Thursday, August 16, 2007

*THE DRESS LODGER* by Sheri Holman

Industrial Age Europe was a hothouse for disease -- cholera, bubonic plague, and typhoid epidemics were common and as deadly as war. In 1831, a particularly virulent outbreak of cholera decimated cities on the Continent and in the British Isles. Spread by the "traveling salesmen" of the great mercantile fleets, the disease took up residence in dank, miasmic neighborhoods and preyed upon the young, the old, and the very poor. In her Dickensian second novel, The Dress Lodger, Sheri Holman shows what happens when cholera invades the riverside city of Sunderland, England.
It is on Sunderland's mucky, airless streets that we meet the story's "dress lodger," a 16-year-old single mother named Gustine, whose baby has been born with a bizarre anatomical deformity. To keep the boy alive, Gustine works as a prostitute. After a full day's work at a potter's factory, Gustine dons an expensive blue gown loaned out by her sleazy, libertine landlord, Whilky Robinson. To ensure the dress's safety, Whilky also assigns a shadow to Gustine -- a deformed crone appropriately known as The Eye -- to watch Gustine's every move and goad her to keep looking for clients.
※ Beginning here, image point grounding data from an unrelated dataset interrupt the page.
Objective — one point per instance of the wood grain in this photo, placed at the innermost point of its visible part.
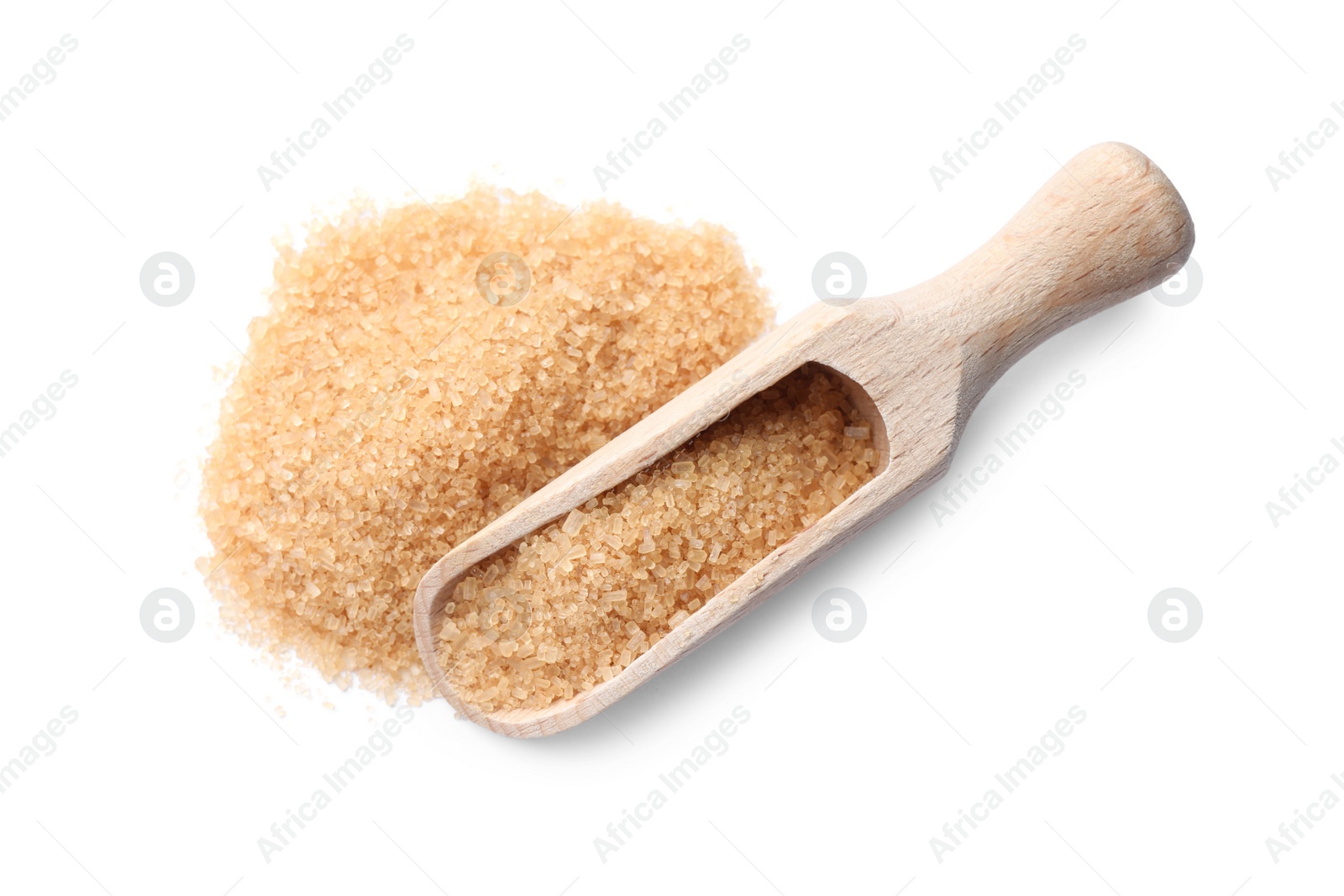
(1108, 226)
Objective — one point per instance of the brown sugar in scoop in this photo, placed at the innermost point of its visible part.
(578, 600)
(913, 364)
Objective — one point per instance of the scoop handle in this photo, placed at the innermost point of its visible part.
(1108, 226)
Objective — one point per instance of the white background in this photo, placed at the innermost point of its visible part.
(984, 631)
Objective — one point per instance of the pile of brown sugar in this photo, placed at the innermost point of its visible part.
(580, 600)
(387, 410)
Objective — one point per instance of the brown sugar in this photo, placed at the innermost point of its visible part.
(577, 600)
(387, 410)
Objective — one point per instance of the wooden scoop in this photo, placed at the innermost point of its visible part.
(1106, 228)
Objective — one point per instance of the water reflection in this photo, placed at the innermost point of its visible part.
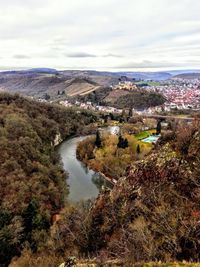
(83, 183)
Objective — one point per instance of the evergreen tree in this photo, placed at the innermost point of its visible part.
(158, 128)
(98, 139)
(122, 143)
(130, 113)
(138, 149)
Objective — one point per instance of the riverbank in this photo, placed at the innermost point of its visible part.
(83, 183)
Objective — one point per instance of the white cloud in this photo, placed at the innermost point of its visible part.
(102, 34)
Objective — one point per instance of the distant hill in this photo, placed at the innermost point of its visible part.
(188, 76)
(41, 82)
(54, 84)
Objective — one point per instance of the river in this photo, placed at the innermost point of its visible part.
(83, 183)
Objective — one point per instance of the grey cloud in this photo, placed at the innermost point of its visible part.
(80, 55)
(21, 56)
(145, 64)
(112, 55)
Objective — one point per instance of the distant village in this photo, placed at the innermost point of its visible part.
(180, 94)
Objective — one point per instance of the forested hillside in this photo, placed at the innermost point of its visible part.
(151, 214)
(33, 183)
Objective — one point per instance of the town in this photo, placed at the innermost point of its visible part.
(180, 94)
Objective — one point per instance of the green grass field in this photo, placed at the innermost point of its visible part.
(144, 134)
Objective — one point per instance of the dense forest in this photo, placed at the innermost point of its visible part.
(151, 214)
(138, 99)
(33, 183)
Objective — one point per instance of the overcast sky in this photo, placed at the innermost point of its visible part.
(100, 34)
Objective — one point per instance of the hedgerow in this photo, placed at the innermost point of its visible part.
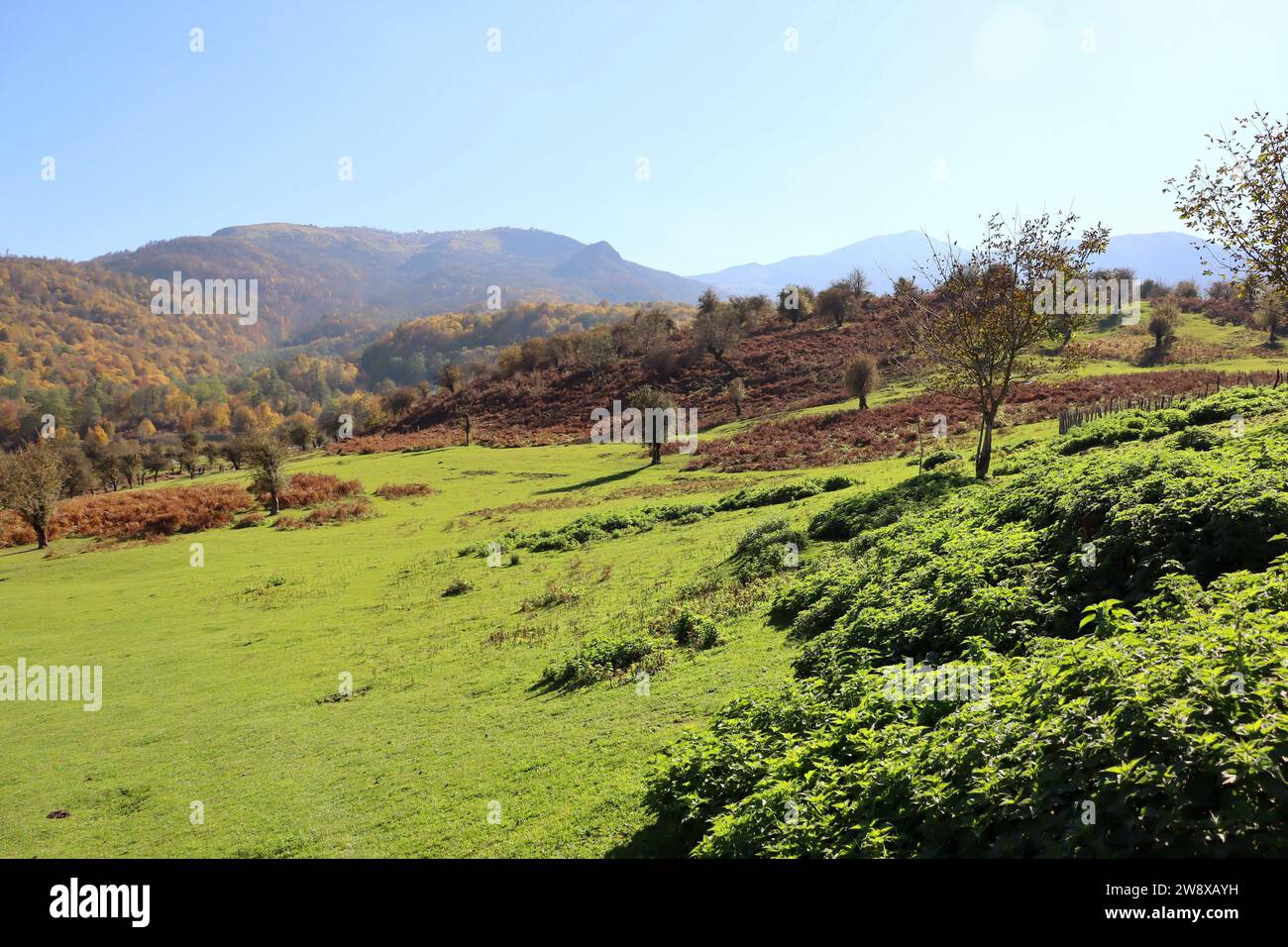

The dress does attract upscale clients, but it hardly affords Gustine treatment befitting a lady. When Gustine's admirers realize that she is a whore, they roughly take her in squalid alleys, dimly lit parks, or in the upstairs room at an East End pub called The Labour in Vain.
There she meets Dr. Henry Chiver, a young, effete teacher of anatomy. Chiver came to Sunderland in 1830 fleeing disgrace and outrage in Edinburgh, where he was implicated in the procurement of bodies for medicine's higher purpose. In addition to his legitimate need for cadavers, there is a darker side to Chiver's lust for the dead. He is a collector of specimens, and his study is lined not by books but with jars containing organs and freaks of nature preserved in formaldehyde. When Gustine learns of Chiver's morbid hobby, she offers to troll the piers and alleyways of Sunderland for corpses. For this, she will of course pocket a shilling or two. Her real motive, however, is to ingratiate herself with a doctor who can prolong the life of her son.
When cholera begins to overwhelm the city, Henry's supply of bodies is interrupted by a grieving, suspicious populace that has begun to mistrust all men of medicine. As a result, he must resort to his old ways, robbing graves and the lodging houses of the recent dead. Such disappearances further raise the ire of the city's poor, who are convinced that the disease has been created by the government to weed them out of society. Henry and his Uncle Clanny, a much more principled doctor, are outraged at the ignorance of the city's poor, who cling to the poisoned vestments and remains of their loved ones and thereby spread the infection. A popular melodrama called "Cholera Morbus" further stokes the heat between the poor and the rich, the doctors and the patients, turning the quarantined city into a theater of superstition.
At the same time, Henry has become dangerously preoccupied with Gustine's son, an obsession that disturbs the fine balance he maintains between fetish and Hippocratic duty. Sensing Henry's tenuous grip on sanity, Gustine backs out of an arrangement to have her son live with him. But nothing will stop Henry -- not even cholera's blue stranglehold on Sunderland, or the ravages a mob inflicts upon his elegant townhouse. When she seems bereft of hope, Gustine makes amends and joins forces with a most unlikely partner.


This is a book that was highly recommended by many on my reading boards. I tried my best to read about Gustine, the young prostitute, but I had to put the book down 2/3 into it. She is involved with a young doctor harvesting bodies for autopsy learning. Life is just too short to read something one doesn't like.